Tal perspectiva não compartilha da visão que avalia nas identidades sociais uma mera abstração que, por ser do campo das representações, se estabeleceria como uma ilusão, na dependência exclusiva da subjetividade dos sujeitos. Como as identidades culturais - e dentre elas as identidades territoriais - apresentam um caráter, ao mesmo tempo, de mobilidades e permanências (muitas das quais observadas no longo prazo), acreditamos que a melhor abordagem do tema está em um enfoque que enxergue nessas representações o resultado de um processo dialético, de construção social, que se dá no âmbito de circunstâncias sócio- históricas e culturais específicas; do homem no tempo e no espaço.

Ao considerar as identidades sociais situacionais e relacionais tira-se o foco de reificações habituais, encontradas, via de regra, nas visões localistas. Enfatiza- se, assim, o poder de significação e criação das identidades, como representações estruturadas, a partir das quais se pode pensar a continuidade de uma lógica de narrativas que explicam a existência das tradições socialmente compartilhadas; e representações estruturantes, que permitem a compreensão das constantes mudanças como processos constitutivos das organizações sociais.

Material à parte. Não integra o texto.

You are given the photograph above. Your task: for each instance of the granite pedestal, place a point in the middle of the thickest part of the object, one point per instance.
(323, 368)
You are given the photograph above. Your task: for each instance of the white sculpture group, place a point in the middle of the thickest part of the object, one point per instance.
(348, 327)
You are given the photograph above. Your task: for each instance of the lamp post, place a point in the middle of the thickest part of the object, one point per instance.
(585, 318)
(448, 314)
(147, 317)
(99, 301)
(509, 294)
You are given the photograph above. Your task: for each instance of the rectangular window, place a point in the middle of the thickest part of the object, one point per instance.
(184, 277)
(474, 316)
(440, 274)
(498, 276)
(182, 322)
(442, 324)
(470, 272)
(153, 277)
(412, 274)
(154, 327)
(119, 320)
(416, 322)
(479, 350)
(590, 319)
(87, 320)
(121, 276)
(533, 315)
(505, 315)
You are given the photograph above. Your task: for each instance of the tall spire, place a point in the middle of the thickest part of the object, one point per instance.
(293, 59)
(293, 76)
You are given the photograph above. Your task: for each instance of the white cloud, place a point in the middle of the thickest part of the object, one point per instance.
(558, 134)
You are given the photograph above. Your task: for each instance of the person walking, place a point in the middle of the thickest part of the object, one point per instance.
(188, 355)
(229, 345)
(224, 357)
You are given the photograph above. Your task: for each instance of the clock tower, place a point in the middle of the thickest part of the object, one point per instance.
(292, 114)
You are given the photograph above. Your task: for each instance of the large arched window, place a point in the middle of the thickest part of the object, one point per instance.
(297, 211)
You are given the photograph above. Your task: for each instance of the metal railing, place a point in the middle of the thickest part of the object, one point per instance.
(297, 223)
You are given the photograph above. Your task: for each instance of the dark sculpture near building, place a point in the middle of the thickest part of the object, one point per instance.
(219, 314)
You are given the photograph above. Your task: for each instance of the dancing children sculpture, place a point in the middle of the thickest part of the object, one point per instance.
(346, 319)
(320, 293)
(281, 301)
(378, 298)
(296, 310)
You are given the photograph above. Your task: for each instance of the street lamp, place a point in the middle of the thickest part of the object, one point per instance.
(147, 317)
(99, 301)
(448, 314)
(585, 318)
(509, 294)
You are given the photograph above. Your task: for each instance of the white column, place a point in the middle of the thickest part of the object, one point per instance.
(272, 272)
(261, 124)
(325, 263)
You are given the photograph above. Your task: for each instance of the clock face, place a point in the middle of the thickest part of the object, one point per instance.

Em síntese, tomamos aqui as identidades como representações sociais, resultado de percepções compartilhadas, que permitem ao sujeito sua localização no mundo, nas relações sociais e sua preparação para a ação (MOSCOVICI, 2003). Esse compartilhamento se dá a partir daquilo que o cientista social francês Pierre Bourdieu (2006: 9) chama de “poder simbólico”, que não se apresenta como arbitrário e, por isso, obtém sua legitimidade. Dessa naturalização da ordem social é que surgem as possibilidades de concordância, de criação de uma realidade comum, de onde emergem as identidades sociais no alinhamento entre nossa subjetividade individual com os lugares objetivos que ocupamos na sociedade, “suturando”20

o sujeito à estrutura.

20

A noção de identidades territoriais como representações sociais pressupõe, portanto, os seus processos constitutivos estruturando-se, no tempo e espaço, a partir de fontes diversas fornecidas pela biologia, história, geografia, instituições produtivas e reprodutivas, pela memória social, e aparatos de poder. A organização desses materiais se dá, como dissemos anteriormente, em uma perspectiva de coexistência entre certos graus de autonomia e dependência, sendo os seus significados reestruturados pelos indivíduos, grupos sociais ou sociedades, em razão das tendências sociais e projetos culturais enraizados ou emergentes em sua estrutura social.